The fact that a Christian owns a kitchen, or has a basketball court, does not mean the church has those things. The church and the individual Christian are distinct. This can be seen in the rules for the care of widows: "If any believing man or woman has widows, let them relieve them, and do not let the church be burdened, that it may relieve those who are really widows" (I Timothy 5:16). If a church happens to meet in someone's home, it does not mean the church owns that home.

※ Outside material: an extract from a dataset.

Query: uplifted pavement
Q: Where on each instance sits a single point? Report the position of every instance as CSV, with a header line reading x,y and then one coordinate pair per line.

Most of your imagined complaints could have been answered if you simply looked through the web site. You would have found several discussions on eating in the building where some of your points are made, but with actual Scriptural references cited (I Peter 4:11). Yet, unlike your own statements, I don't teach that anyone can do as they please with funds given to the Lord. That was the hard lesson Ananias and Sapphira learned. "But a certain man named Ananias, with Sapphira his wife, sold a possession. And he kept back part of the proceeds, his wife also being aware of it, and brought a certain part and laid it at the apostles' feet. But Peter said, "Ananias, why has Satan filled your heart to lie to the Holy Spirit and keep back part of the price of the land for yourself? "While it remained, was it not your own? And after it was sold, was it not in your own control? Why have you conceived this thing in your heart? You have not lied to men but to God"" (Acts 5:1-4). Peter man a distinction between an individual's money in his own possession and money that was given to God. Peter is clear that what an individual can decide to do with his money is different than what is done with God's money.